Hi all, New to the forum and to motor homing !! Can anyone help with tyre pressures for a Autotrail Cheyenne 696. 2002 vintage. I cant find any info in any of the books I have inherited.
Any help would be appreciated
Thanks Dave.


----------



## peejay (May 10, 2005)

Hi Dave and welcome to MHFacts;

Go to a weighbridge and check your axle weights, then you can calculate your pressures by dowloading this >motorhome tyre safety< brochure.

pete


----------



## Chudders (Jul 5, 2008)

Thanks for the prompt reply and the welcome.
I will try to get to a weighbridge but there are none locally so will have to guess in the meantime. 
Thanks again, and regards, Dave


----------



## Wizzo (Dec 3, 2007)

Hi Dave,

In the absence of going to a weighbridge then, you will have a plate on the van which gives your maximum gross weight and maximum axle weights.
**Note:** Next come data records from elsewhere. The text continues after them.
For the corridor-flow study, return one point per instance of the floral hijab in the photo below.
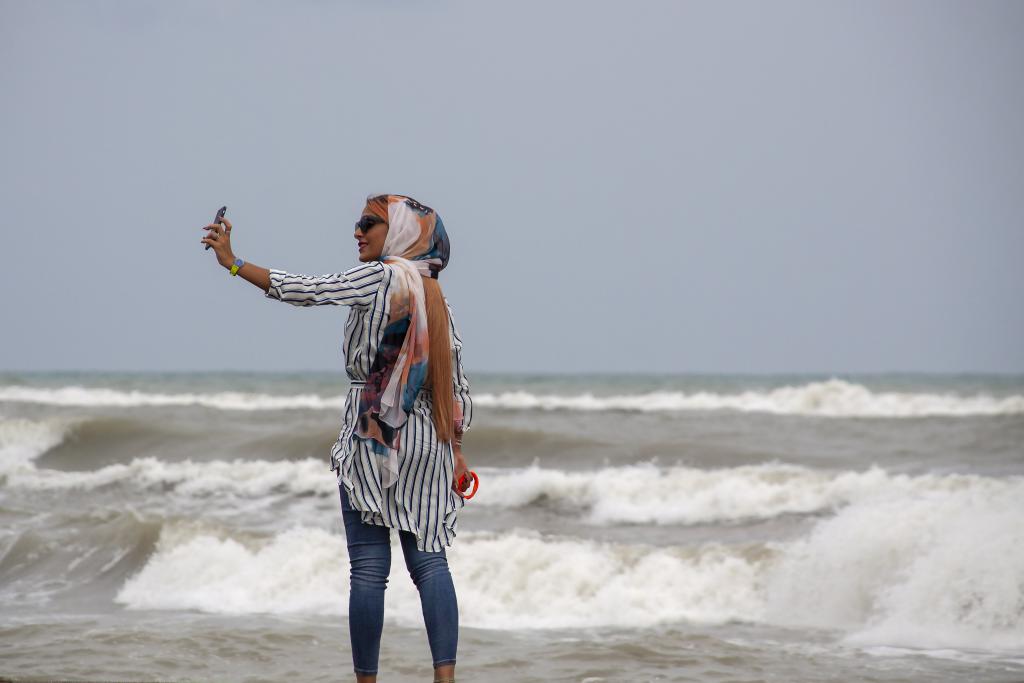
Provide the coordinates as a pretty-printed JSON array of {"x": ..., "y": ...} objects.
[{"x": 416, "y": 246}]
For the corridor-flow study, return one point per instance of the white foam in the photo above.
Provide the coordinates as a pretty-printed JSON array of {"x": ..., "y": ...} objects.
[
  {"x": 929, "y": 569},
  {"x": 225, "y": 400},
  {"x": 649, "y": 495},
  {"x": 23, "y": 440},
  {"x": 935, "y": 569},
  {"x": 515, "y": 580},
  {"x": 642, "y": 494},
  {"x": 828, "y": 398},
  {"x": 243, "y": 477}
]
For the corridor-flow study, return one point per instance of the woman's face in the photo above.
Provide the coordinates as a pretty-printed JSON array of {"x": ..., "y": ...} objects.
[{"x": 370, "y": 235}]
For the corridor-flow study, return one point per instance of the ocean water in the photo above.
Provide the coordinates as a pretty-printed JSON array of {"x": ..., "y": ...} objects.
[{"x": 185, "y": 526}]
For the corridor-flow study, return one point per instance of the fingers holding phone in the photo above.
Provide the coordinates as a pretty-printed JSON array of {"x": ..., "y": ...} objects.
[{"x": 219, "y": 238}]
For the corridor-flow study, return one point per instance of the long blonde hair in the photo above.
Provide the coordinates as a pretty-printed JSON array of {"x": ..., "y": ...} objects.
[{"x": 439, "y": 360}]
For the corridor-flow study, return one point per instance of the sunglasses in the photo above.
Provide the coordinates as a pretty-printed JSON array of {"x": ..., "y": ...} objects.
[{"x": 367, "y": 222}]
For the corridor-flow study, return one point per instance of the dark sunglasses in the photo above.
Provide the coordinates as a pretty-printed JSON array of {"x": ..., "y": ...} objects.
[{"x": 367, "y": 222}]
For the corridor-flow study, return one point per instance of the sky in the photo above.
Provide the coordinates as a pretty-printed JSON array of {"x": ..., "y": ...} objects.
[{"x": 629, "y": 186}]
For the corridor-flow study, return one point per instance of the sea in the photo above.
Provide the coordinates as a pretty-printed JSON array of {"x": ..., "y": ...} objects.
[{"x": 628, "y": 527}]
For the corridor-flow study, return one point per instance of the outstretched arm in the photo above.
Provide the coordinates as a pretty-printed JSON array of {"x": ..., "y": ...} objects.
[
  {"x": 355, "y": 287},
  {"x": 219, "y": 238}
]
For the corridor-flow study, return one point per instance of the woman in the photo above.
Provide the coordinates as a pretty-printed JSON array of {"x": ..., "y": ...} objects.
[{"x": 398, "y": 457}]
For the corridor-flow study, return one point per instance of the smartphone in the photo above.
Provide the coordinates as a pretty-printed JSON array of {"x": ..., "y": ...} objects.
[{"x": 216, "y": 219}]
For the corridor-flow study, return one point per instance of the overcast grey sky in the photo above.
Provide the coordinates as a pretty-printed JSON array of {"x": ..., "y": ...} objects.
[{"x": 635, "y": 186}]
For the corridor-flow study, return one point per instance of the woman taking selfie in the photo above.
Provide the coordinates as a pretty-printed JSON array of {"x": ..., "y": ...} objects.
[{"x": 398, "y": 457}]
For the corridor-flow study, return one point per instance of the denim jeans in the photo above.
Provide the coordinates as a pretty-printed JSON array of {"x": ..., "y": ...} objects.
[{"x": 370, "y": 559}]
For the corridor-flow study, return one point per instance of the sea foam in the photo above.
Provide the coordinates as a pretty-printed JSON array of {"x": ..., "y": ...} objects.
[
  {"x": 828, "y": 398},
  {"x": 935, "y": 569}
]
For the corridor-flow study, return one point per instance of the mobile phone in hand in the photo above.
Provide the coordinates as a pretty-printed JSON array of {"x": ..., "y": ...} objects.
[{"x": 216, "y": 219}]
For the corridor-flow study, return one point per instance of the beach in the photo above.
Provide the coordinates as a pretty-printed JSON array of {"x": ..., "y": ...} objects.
[{"x": 692, "y": 527}]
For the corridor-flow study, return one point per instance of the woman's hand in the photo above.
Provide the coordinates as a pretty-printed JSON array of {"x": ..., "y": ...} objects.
[
  {"x": 219, "y": 238},
  {"x": 460, "y": 467}
]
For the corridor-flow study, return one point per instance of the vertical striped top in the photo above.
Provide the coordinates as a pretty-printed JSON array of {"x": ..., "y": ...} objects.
[{"x": 422, "y": 500}]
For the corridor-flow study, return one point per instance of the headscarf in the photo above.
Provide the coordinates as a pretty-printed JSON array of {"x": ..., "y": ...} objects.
[{"x": 416, "y": 246}]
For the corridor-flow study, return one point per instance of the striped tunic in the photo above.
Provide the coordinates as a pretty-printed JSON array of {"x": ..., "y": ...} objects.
[{"x": 422, "y": 500}]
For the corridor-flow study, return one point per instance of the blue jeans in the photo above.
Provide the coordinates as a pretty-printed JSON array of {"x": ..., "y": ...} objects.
[{"x": 370, "y": 559}]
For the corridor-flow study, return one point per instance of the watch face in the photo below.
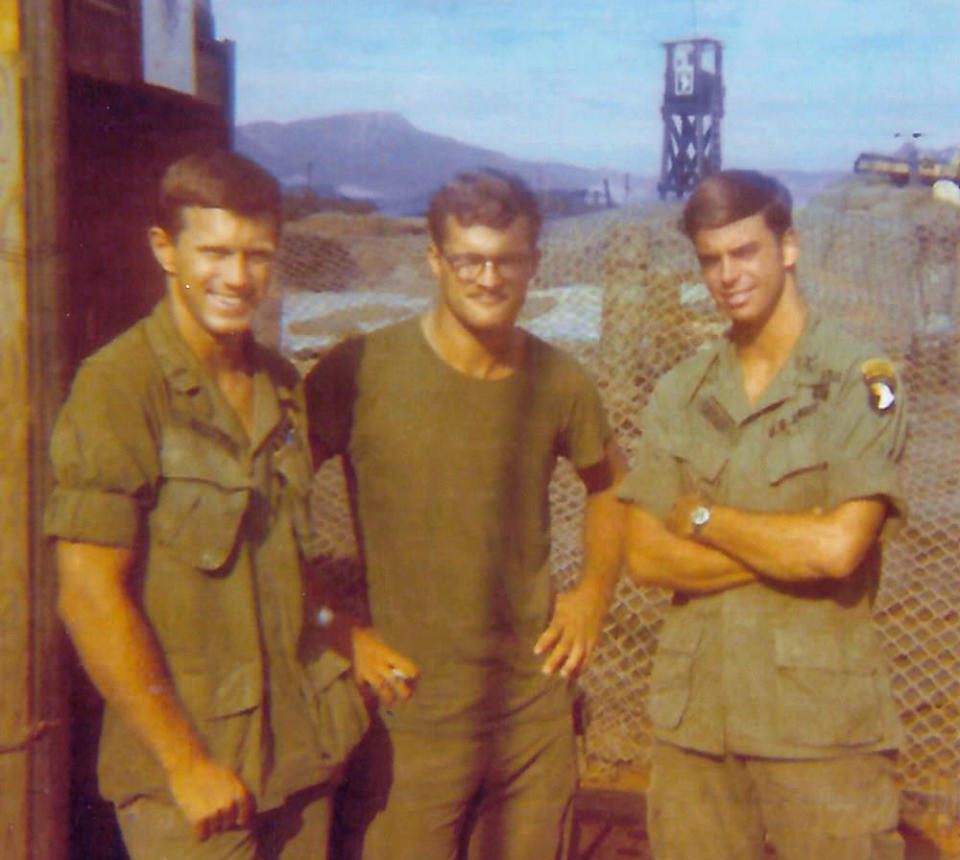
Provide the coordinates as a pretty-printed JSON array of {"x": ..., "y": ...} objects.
[{"x": 699, "y": 515}]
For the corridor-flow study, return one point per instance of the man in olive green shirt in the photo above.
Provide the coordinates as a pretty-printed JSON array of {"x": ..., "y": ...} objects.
[
  {"x": 179, "y": 511},
  {"x": 451, "y": 426},
  {"x": 766, "y": 474}
]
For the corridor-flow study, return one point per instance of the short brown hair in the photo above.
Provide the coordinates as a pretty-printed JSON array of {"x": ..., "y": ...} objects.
[
  {"x": 485, "y": 196},
  {"x": 731, "y": 195},
  {"x": 217, "y": 179}
]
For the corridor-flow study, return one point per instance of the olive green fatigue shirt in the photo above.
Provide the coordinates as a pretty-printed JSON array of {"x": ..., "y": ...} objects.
[
  {"x": 147, "y": 453},
  {"x": 452, "y": 476},
  {"x": 786, "y": 670}
]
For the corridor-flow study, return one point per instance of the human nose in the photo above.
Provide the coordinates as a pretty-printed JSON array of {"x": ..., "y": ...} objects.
[
  {"x": 235, "y": 270},
  {"x": 489, "y": 274},
  {"x": 728, "y": 270}
]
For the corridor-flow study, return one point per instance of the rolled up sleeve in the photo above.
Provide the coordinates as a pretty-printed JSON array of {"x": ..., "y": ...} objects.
[
  {"x": 104, "y": 462},
  {"x": 867, "y": 445}
]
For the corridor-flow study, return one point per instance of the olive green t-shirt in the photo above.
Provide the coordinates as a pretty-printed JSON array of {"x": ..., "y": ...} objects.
[{"x": 451, "y": 476}]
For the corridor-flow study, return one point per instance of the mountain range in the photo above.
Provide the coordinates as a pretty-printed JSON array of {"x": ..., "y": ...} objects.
[{"x": 382, "y": 157}]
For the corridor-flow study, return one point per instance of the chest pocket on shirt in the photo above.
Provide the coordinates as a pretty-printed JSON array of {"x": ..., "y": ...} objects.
[
  {"x": 202, "y": 499},
  {"x": 700, "y": 469},
  {"x": 796, "y": 473},
  {"x": 828, "y": 687},
  {"x": 292, "y": 467},
  {"x": 671, "y": 679}
]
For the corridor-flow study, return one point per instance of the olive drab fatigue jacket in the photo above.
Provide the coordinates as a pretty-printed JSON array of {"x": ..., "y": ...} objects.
[
  {"x": 786, "y": 670},
  {"x": 148, "y": 454}
]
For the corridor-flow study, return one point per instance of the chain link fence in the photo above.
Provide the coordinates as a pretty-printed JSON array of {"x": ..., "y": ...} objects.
[{"x": 620, "y": 289}]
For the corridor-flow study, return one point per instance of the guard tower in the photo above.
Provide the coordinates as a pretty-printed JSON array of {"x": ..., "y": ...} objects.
[{"x": 692, "y": 109}]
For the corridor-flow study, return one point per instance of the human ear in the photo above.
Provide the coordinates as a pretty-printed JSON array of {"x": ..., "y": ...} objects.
[
  {"x": 789, "y": 248},
  {"x": 163, "y": 249},
  {"x": 433, "y": 258}
]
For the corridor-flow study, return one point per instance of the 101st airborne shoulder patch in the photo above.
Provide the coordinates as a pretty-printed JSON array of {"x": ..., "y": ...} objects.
[{"x": 881, "y": 383}]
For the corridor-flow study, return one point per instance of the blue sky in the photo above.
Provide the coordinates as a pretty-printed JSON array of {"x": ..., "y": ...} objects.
[{"x": 809, "y": 84}]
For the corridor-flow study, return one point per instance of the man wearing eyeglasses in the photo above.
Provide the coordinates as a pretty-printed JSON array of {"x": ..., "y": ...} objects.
[{"x": 450, "y": 426}]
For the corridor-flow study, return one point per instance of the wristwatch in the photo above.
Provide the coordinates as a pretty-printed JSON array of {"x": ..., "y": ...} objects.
[{"x": 699, "y": 517}]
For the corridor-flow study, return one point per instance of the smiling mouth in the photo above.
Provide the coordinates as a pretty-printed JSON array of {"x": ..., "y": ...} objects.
[
  {"x": 490, "y": 298},
  {"x": 736, "y": 299},
  {"x": 227, "y": 301}
]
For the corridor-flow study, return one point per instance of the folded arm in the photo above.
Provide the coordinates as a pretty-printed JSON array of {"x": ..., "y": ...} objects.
[
  {"x": 657, "y": 556},
  {"x": 790, "y": 547}
]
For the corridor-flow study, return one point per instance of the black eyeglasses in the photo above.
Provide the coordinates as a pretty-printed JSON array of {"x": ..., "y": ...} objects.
[{"x": 469, "y": 267}]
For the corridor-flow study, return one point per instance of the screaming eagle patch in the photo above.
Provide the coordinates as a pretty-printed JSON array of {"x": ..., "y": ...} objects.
[{"x": 881, "y": 383}]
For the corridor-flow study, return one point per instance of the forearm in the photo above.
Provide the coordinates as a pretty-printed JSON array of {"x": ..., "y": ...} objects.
[
  {"x": 603, "y": 530},
  {"x": 122, "y": 657},
  {"x": 796, "y": 547},
  {"x": 657, "y": 557}
]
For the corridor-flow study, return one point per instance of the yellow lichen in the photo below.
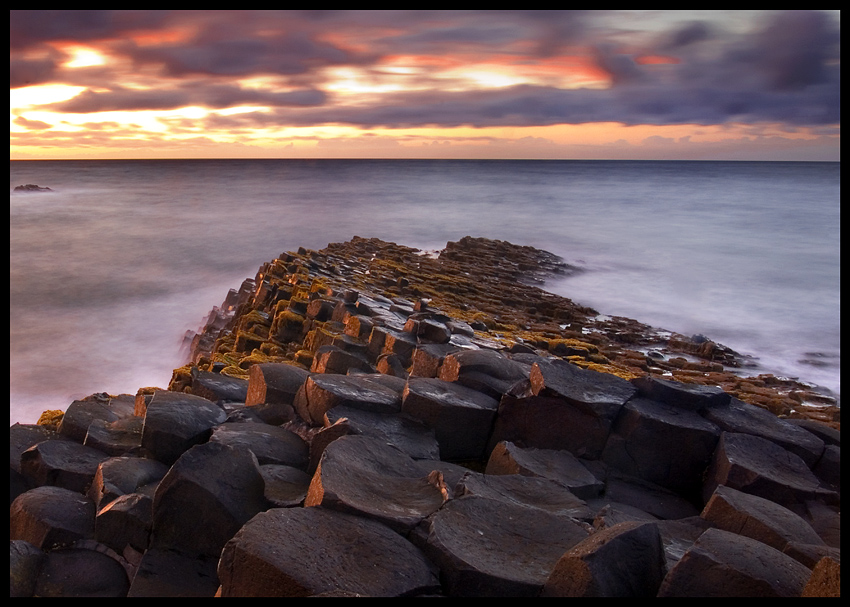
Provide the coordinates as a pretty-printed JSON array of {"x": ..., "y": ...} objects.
[{"x": 51, "y": 419}]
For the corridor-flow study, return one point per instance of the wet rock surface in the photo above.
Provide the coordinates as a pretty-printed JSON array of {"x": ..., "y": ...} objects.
[{"x": 369, "y": 420}]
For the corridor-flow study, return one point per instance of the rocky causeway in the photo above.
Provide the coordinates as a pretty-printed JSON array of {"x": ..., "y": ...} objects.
[{"x": 369, "y": 419}]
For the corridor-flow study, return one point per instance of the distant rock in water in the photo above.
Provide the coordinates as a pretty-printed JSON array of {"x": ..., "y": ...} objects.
[{"x": 31, "y": 187}]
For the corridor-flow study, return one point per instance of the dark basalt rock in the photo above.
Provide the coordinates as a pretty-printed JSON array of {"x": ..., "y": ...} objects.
[
  {"x": 285, "y": 486},
  {"x": 482, "y": 546},
  {"x": 686, "y": 396},
  {"x": 75, "y": 572},
  {"x": 270, "y": 444},
  {"x": 63, "y": 463},
  {"x": 163, "y": 573},
  {"x": 543, "y": 422},
  {"x": 646, "y": 442},
  {"x": 175, "y": 422},
  {"x": 206, "y": 496},
  {"x": 416, "y": 439},
  {"x": 25, "y": 562},
  {"x": 557, "y": 465},
  {"x": 49, "y": 517},
  {"x": 364, "y": 476},
  {"x": 758, "y": 518},
  {"x": 322, "y": 393},
  {"x": 118, "y": 476},
  {"x": 758, "y": 466},
  {"x": 738, "y": 416},
  {"x": 576, "y": 468},
  {"x": 537, "y": 492},
  {"x": 274, "y": 383},
  {"x": 125, "y": 521},
  {"x": 598, "y": 394},
  {"x": 626, "y": 560},
  {"x": 217, "y": 387},
  {"x": 724, "y": 564},
  {"x": 460, "y": 416},
  {"x": 293, "y": 552}
]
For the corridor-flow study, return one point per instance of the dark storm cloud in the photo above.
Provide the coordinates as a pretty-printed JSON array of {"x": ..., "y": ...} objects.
[{"x": 786, "y": 68}]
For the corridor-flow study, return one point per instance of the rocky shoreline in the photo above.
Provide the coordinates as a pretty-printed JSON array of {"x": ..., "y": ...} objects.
[{"x": 373, "y": 420}]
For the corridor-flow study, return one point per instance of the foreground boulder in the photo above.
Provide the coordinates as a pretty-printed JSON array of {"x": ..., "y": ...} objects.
[
  {"x": 299, "y": 552},
  {"x": 724, "y": 564},
  {"x": 484, "y": 546},
  {"x": 49, "y": 517},
  {"x": 174, "y": 422},
  {"x": 338, "y": 434},
  {"x": 756, "y": 465},
  {"x": 625, "y": 560},
  {"x": 362, "y": 475},
  {"x": 208, "y": 494}
]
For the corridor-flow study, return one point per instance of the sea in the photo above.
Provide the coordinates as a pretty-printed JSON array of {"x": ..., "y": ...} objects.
[{"x": 111, "y": 268}]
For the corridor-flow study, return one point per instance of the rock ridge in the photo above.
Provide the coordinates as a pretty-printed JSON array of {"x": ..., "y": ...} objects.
[{"x": 373, "y": 420}]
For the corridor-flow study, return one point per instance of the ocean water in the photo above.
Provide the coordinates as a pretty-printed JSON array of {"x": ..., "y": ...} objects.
[{"x": 109, "y": 270}]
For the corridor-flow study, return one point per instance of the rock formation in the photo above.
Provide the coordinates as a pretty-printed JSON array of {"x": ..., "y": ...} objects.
[{"x": 369, "y": 420}]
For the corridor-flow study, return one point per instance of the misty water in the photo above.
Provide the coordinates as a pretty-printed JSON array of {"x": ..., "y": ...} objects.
[{"x": 109, "y": 270}]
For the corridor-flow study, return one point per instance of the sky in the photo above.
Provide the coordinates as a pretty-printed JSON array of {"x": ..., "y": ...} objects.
[{"x": 702, "y": 85}]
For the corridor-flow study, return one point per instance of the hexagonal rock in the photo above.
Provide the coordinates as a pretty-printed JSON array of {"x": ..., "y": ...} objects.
[
  {"x": 560, "y": 466},
  {"x": 270, "y": 444},
  {"x": 487, "y": 547},
  {"x": 48, "y": 517},
  {"x": 738, "y": 416},
  {"x": 368, "y": 477},
  {"x": 174, "y": 422},
  {"x": 694, "y": 397},
  {"x": 758, "y": 466},
  {"x": 308, "y": 551},
  {"x": 115, "y": 438},
  {"x": 81, "y": 413},
  {"x": 63, "y": 463},
  {"x": 125, "y": 521},
  {"x": 76, "y": 572},
  {"x": 758, "y": 518},
  {"x": 724, "y": 564},
  {"x": 25, "y": 561},
  {"x": 324, "y": 392},
  {"x": 598, "y": 394},
  {"x": 427, "y": 359},
  {"x": 118, "y": 476},
  {"x": 484, "y": 370},
  {"x": 286, "y": 487},
  {"x": 273, "y": 383},
  {"x": 662, "y": 444},
  {"x": 164, "y": 573},
  {"x": 22, "y": 437},
  {"x": 217, "y": 387},
  {"x": 408, "y": 434},
  {"x": 533, "y": 491},
  {"x": 461, "y": 417},
  {"x": 648, "y": 497},
  {"x": 548, "y": 423},
  {"x": 626, "y": 560},
  {"x": 207, "y": 495}
]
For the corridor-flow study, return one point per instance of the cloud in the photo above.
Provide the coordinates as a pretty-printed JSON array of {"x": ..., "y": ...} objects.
[
  {"x": 215, "y": 96},
  {"x": 786, "y": 68}
]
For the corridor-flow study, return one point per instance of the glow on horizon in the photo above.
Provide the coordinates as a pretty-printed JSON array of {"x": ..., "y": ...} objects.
[{"x": 359, "y": 91}]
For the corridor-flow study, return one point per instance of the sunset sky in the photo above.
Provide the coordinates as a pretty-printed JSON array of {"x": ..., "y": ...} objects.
[{"x": 738, "y": 85}]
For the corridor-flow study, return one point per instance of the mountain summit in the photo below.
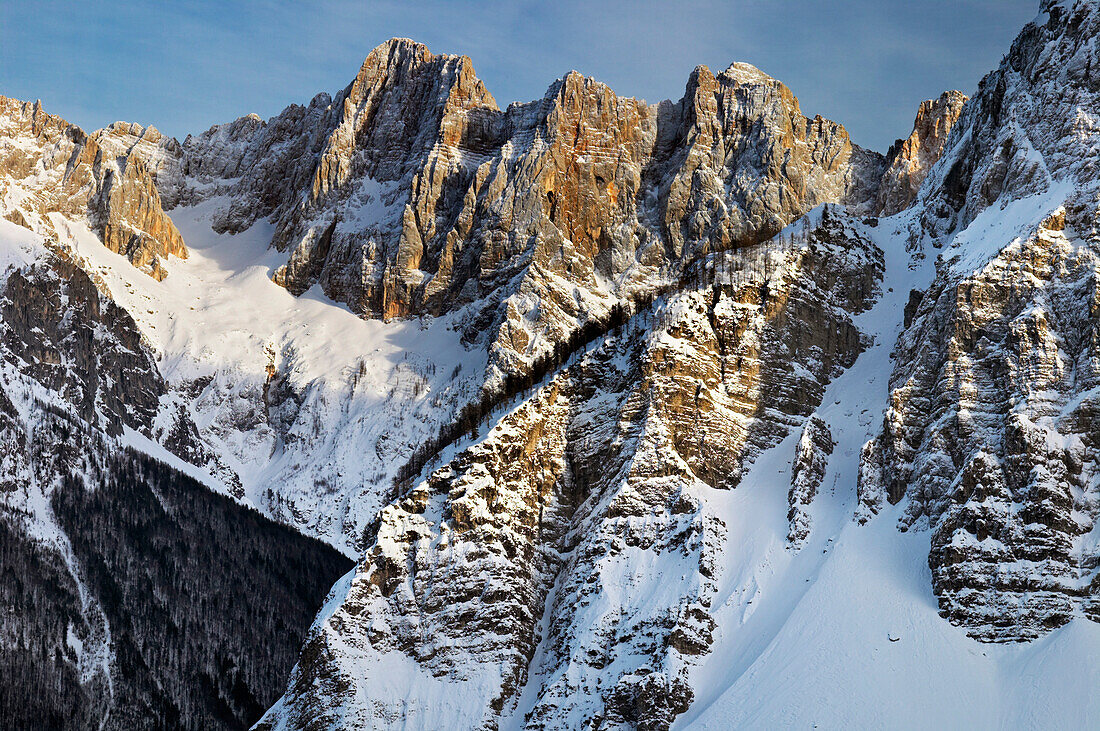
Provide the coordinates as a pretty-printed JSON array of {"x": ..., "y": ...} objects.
[{"x": 689, "y": 414}]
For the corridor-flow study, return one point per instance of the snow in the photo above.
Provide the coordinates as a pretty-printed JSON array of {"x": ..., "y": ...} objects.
[
  {"x": 370, "y": 390},
  {"x": 846, "y": 633}
]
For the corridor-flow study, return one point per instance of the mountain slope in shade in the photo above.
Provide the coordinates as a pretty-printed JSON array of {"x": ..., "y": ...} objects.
[
  {"x": 133, "y": 595},
  {"x": 636, "y": 416}
]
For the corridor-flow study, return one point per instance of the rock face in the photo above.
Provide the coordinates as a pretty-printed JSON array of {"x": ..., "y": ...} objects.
[
  {"x": 910, "y": 159},
  {"x": 807, "y": 469},
  {"x": 410, "y": 192},
  {"x": 1027, "y": 125},
  {"x": 111, "y": 561},
  {"x": 490, "y": 582},
  {"x": 50, "y": 166},
  {"x": 991, "y": 432}
]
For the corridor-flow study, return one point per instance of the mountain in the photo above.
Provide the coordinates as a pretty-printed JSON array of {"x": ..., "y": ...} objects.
[{"x": 634, "y": 416}]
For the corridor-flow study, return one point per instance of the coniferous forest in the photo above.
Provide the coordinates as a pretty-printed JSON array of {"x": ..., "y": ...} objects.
[{"x": 206, "y": 602}]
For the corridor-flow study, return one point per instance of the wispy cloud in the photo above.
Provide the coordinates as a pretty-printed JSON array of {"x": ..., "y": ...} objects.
[{"x": 184, "y": 66}]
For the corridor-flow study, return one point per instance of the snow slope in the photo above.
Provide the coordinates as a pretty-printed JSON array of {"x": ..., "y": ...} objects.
[
  {"x": 846, "y": 632},
  {"x": 311, "y": 407}
]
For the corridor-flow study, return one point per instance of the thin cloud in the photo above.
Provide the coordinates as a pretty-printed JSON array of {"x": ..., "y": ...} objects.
[{"x": 187, "y": 65}]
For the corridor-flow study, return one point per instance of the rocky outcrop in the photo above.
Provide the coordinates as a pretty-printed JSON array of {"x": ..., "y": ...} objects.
[
  {"x": 909, "y": 161},
  {"x": 410, "y": 192},
  {"x": 48, "y": 166},
  {"x": 490, "y": 580},
  {"x": 1027, "y": 126},
  {"x": 807, "y": 471},
  {"x": 990, "y": 438}
]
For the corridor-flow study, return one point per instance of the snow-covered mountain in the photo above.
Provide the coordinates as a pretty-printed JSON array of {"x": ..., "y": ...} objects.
[{"x": 633, "y": 416}]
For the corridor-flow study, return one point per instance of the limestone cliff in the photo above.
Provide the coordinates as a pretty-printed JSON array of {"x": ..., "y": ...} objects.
[{"x": 48, "y": 166}]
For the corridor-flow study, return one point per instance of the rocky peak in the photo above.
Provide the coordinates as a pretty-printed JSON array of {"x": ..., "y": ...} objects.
[
  {"x": 910, "y": 159},
  {"x": 1031, "y": 123},
  {"x": 51, "y": 166}
]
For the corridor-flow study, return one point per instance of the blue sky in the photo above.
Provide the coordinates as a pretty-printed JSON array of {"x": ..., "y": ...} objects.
[{"x": 184, "y": 66}]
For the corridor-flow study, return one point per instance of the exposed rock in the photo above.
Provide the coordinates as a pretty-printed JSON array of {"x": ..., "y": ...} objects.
[
  {"x": 807, "y": 469},
  {"x": 410, "y": 192},
  {"x": 491, "y": 578},
  {"x": 50, "y": 166},
  {"x": 990, "y": 438},
  {"x": 909, "y": 161}
]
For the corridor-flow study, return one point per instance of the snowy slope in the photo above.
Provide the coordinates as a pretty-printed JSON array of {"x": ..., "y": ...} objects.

Assuming that you have not overloaded the van or hung a motorbike on the back, the actual axle weights should be a little below the maximum, maybe by 100-200kg (but that's a guess). Use these figures and the tyre safety brochure to decide your suggested tyre pressures.

JohnW


----------



## brandywine (Aug 28, 2007)

Just had some Mich 215/70/15's fitted. For axle weight up to 2 tonne they said 60psi.

Hope this helps.


----------



## Broom (Oct 8, 2007)

Hi Dave

Mine have 70PSI in

Best Regards
Broom


----------



## Chudders (Jul 5, 2008)

Thanks for all the replies, advice much appreciated
At least it gives me a clue
Regards, Dave


----------